Configure these repository secrets before pushing release tags:

  • CARGO_REGISTRY_TOKEN with publish access to the git-ca crate on crates.io.
  • HOMEBREW_TAP_TOKEN with write access to hankcraft/homebrew-tap.

The generated release workflow uses GitHub Actions' automatic GITHUB_TOKEN for GitHub Releases. Do not add a repository secret named GITHUB_TOKEN.

npm publishing uses npm Trusted Publishing with GitHub Actions OIDC, not NPM_TOKEN. Configure the npm package trusted publisher on npmjs.com with:

  • Provider: GitHub Actions
  • Organization or user: hankcraft
  • Repository: git-ca
  • Workflow filename: release.yml
  • Environment name: unset unless the workflow is changed to use a GitHub environment

The publish command lives in the reusable .github/workflows/publish-npm.yml workflow, but cargo-dist calls it from .github/workflows/release.yml. npm validates the calling workflow for workflow_call publishes, so the trusted publisher must use release.yml.

Local release

Use the local release script when you want to publish from your own machine instead of relying on GitHub Actions. It defaults to a dry run and requires --execute before creating or publishing anything.

Dry-run the local release checks:

scripts/release-local.sh

Publish all local release channels:

scripts/release-local.sh --execute --homebrew-tap-dir ../homebrew-tap

Skip one channel if it was already published or should stay manual:

scripts/release-local.sh --execute --homebrew-tap-dir ../homebrew-tap --skip npm
scripts/release-local.sh --execute --homebrew-tap-dir ../homebrew-tap --skip homebrew
scripts/release-local.sh --execute --homebrew-tap-dir ../homebrew-tap --skip crates

Local publishing requirements:

  • GitHub Release hosting: GH_TOKEN or an authenticated cargo-dist/GitHub CLI setup with write access to hankcraft/git-ca.
  • crates.io: cargo login or CARGO_REGISTRY_TOKEN with publish access to git-ca.
  • npm: npm login, .npmrc, or NODE_AUTH_TOKEN with publish access to @hankcraft/git-ca.
  • Homebrew: a clean local checkout of hankcraft/homebrew-tap with push access, passed with --homebrew-tap-dir or HOMEBREW_TAP_DIR.

Copy .env.example to .env if you want a local template for release-related environment variables. Do not commit .env.

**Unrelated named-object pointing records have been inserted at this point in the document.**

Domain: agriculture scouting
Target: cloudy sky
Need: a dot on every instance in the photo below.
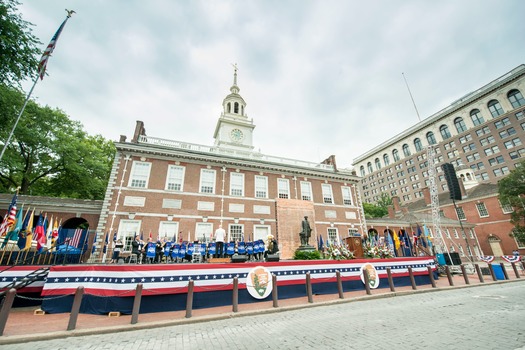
(319, 77)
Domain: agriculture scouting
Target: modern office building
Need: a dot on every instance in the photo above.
(481, 134)
(179, 190)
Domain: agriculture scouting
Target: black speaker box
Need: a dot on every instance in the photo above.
(456, 260)
(239, 258)
(452, 181)
(272, 257)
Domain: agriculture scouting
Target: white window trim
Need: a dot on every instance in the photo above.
(238, 176)
(131, 177)
(265, 179)
(214, 180)
(309, 187)
(171, 166)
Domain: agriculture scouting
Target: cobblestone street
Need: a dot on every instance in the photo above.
(483, 317)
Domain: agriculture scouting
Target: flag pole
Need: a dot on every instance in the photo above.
(41, 70)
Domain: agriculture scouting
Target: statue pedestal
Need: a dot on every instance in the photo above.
(306, 248)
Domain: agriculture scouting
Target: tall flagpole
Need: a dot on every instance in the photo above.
(41, 71)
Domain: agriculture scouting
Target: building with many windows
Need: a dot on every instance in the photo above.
(482, 135)
(185, 191)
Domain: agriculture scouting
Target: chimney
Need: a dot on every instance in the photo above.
(426, 196)
(139, 131)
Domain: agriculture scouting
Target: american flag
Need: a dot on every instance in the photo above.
(75, 241)
(10, 219)
(49, 50)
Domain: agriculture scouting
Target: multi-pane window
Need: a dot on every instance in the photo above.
(283, 188)
(460, 213)
(501, 123)
(465, 138)
(506, 133)
(333, 236)
(460, 125)
(431, 139)
(506, 207)
(347, 195)
(236, 232)
(496, 160)
(476, 117)
(484, 130)
(175, 178)
(491, 150)
(261, 186)
(207, 184)
(495, 108)
(482, 210)
(445, 133)
(395, 155)
(139, 174)
(386, 159)
(328, 197)
(512, 143)
(306, 191)
(418, 145)
(406, 150)
(516, 98)
(236, 184)
(378, 164)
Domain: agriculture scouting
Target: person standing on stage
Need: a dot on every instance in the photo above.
(219, 240)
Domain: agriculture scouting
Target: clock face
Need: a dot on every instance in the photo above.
(236, 135)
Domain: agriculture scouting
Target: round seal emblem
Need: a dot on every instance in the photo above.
(373, 277)
(259, 282)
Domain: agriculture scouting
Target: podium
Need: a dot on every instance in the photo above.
(355, 245)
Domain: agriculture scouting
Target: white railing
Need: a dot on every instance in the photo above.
(231, 153)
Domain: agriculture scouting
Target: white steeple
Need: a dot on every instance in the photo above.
(234, 129)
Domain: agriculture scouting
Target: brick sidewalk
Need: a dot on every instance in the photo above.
(50, 326)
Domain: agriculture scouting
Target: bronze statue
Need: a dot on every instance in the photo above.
(306, 231)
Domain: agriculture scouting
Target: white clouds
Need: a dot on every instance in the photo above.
(319, 77)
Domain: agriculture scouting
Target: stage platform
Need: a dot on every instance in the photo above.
(109, 288)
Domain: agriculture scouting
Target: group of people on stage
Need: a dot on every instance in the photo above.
(165, 251)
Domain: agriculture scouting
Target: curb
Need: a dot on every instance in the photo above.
(166, 323)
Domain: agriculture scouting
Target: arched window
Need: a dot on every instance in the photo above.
(445, 133)
(495, 108)
(516, 98)
(460, 125)
(418, 145)
(406, 150)
(476, 117)
(431, 138)
(395, 155)
(378, 164)
(386, 159)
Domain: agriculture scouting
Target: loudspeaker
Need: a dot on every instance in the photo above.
(239, 258)
(452, 181)
(272, 257)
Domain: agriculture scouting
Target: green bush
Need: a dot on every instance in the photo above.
(307, 255)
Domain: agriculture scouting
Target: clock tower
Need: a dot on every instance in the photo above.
(234, 130)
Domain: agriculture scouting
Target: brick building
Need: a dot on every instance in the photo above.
(180, 190)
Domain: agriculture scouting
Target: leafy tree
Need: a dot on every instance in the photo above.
(512, 191)
(19, 49)
(49, 154)
(379, 209)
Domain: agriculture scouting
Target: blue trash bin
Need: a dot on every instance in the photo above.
(498, 271)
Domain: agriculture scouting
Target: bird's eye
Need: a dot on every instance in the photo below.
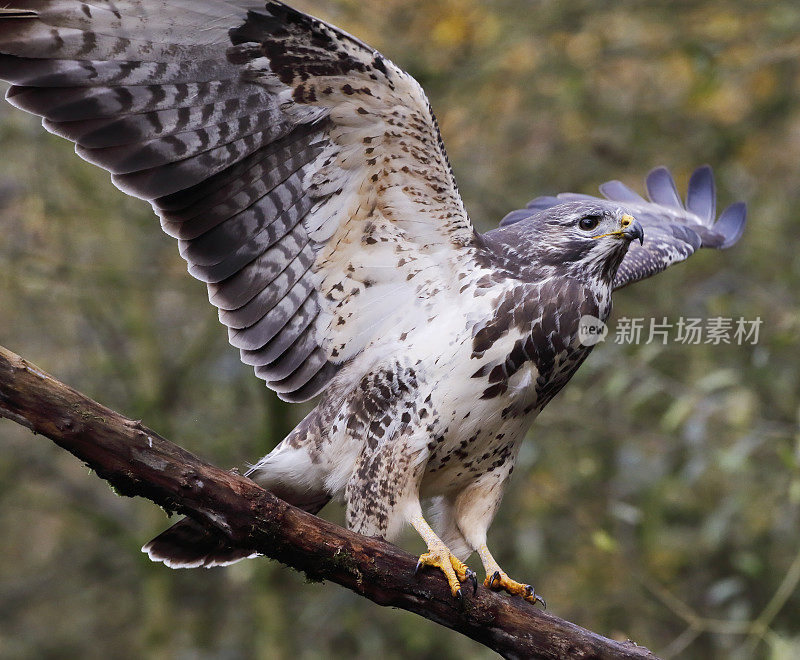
(589, 222)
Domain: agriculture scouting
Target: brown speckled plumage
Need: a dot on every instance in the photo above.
(305, 178)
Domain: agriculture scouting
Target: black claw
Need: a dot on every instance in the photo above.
(474, 579)
(495, 578)
(529, 592)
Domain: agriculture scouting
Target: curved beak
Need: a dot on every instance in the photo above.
(629, 229)
(632, 229)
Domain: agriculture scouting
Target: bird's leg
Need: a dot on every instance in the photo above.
(438, 555)
(497, 580)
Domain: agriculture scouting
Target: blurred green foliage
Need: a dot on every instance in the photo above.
(658, 497)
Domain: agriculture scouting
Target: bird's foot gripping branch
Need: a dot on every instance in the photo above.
(139, 462)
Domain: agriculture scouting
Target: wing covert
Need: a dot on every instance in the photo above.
(302, 173)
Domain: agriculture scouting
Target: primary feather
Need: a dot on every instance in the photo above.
(306, 181)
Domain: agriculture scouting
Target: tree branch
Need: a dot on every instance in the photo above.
(139, 462)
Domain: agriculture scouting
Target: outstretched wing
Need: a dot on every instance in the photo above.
(672, 231)
(302, 172)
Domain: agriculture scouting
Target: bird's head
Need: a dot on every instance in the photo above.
(583, 239)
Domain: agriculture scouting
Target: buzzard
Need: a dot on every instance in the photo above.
(305, 179)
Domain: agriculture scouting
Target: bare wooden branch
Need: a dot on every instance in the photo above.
(139, 462)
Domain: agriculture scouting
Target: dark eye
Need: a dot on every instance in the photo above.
(589, 222)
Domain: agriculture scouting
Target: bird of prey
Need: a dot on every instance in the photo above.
(306, 181)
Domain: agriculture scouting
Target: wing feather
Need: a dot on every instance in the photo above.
(302, 173)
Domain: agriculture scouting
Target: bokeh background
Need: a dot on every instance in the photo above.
(657, 498)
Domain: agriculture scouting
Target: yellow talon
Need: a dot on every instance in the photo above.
(455, 570)
(439, 556)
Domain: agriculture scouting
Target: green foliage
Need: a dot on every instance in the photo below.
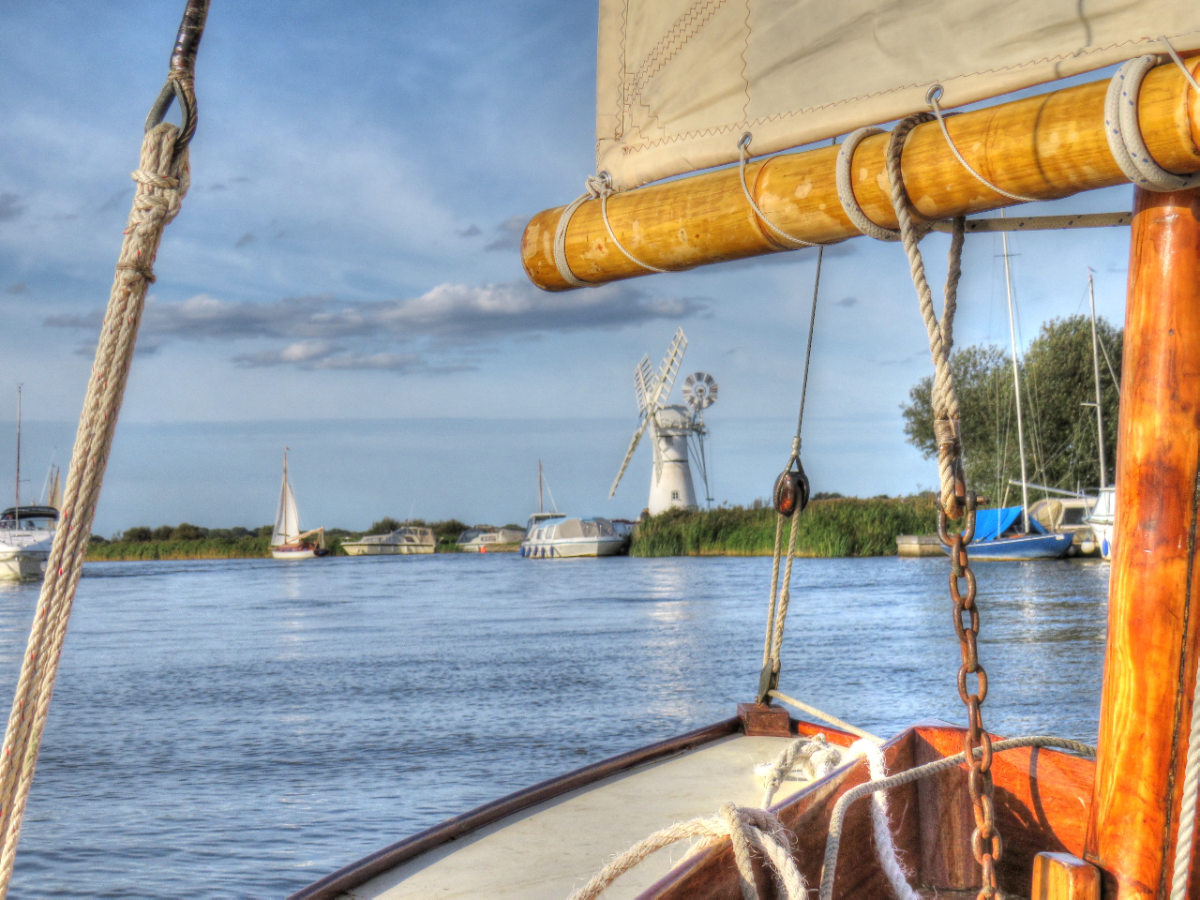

cargo-dist currently builds git-ca for x86_64-apple-darwin, aarch64-apple-darwin, x86_64-unknown-linux-gnu, and aarch64-unknown-linux-gnu, so the Homebrew formula supports macOS and Linuxbrew on x86_64 and aarch64 Linux.

Production Homebrew releases install docs/man/git-ca.1 automatically, so git ca --help can resolve Git's manual page after brew install hankcraft/tap/git-ca.

Configuration Files

git-ca stores configuration under $XDG_CONFIG_HOME/git-ca when XDG_CONFIG_HOME is set, otherwise under ~/.config/git-ca:

~/.config/git-ca/config.json
~/.config/git-ca/auth.json

On Unix, the config directory is set to 0700 and JSON files are written with 0600 permissions.